I'm trying to solve exercise 6.2.11 (5) of Linear Algebraic group by Springer, but I'm a bit rusty in algebraic geometry, so I don't know how to proceed.
Let $P$ and $Q$ be parabolic subgroups in a linear algebraic group $G$ with $P\subseteq Q$.
Let $X$ be a closed subgroup of $G$ such that $XP=X$.
Then $XQ$ is closed.
My thought was that the hypothesis imply that both $\pi(X)$ and $\pi(Q)$ are closed and complete in $G/P$, where $\pi$ is the projection.
Moreover, $\pi^{-1}\left(\pi(XQ)\right)=XQ$, hence $XQ$ is closed if and only if its image is closed.
So, if I can prove that $\pi(XQ)\cong\pi(X)\times\pi(Q)$ it would be complete and closed and the claim would follow.
Unfortunately, I can't define a map from $\pi(X)\times\pi(Q)$ to $\pi(XQ)$, so this idea seems moot. Am I on the right track?
Consider the following maps $\pi_P : G \rightarrow G/P$ and $\pi_Q : G \rightarrow G/Q$ and $\pi_{P,Q} : G/P \rightarrow G/Q$. Note the last morphism is proper and hence is a closed map in particular.
The hypothesis $XP = X$ implies that $\pi_P^{-1}(\pi_P(X)) = XP = X$. Hence, $\pi_P^{-1}(\pi_P(X))$ is closed.
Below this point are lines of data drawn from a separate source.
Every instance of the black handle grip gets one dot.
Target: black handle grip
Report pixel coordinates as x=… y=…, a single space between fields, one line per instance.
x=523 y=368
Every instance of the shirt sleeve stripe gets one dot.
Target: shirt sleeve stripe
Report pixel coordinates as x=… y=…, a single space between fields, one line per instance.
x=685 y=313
Thus $\pi_P(X)$ is a closed subset of $G/P$. It follows that $\overline{X} := \pi_{P,Q}(\pi_P(X))$ is a closed subset in $G/Q$, since $\pi_{P,Q}$ is a closed map.
Thus, $\pi_Q^{-1}(\overline{X})$ is a closed set in $G$. But, $\pi_Q^{-1}(\overline{X}) = XQ$. We are done!
Note that we did not need the fact that $X$ is a subgroup.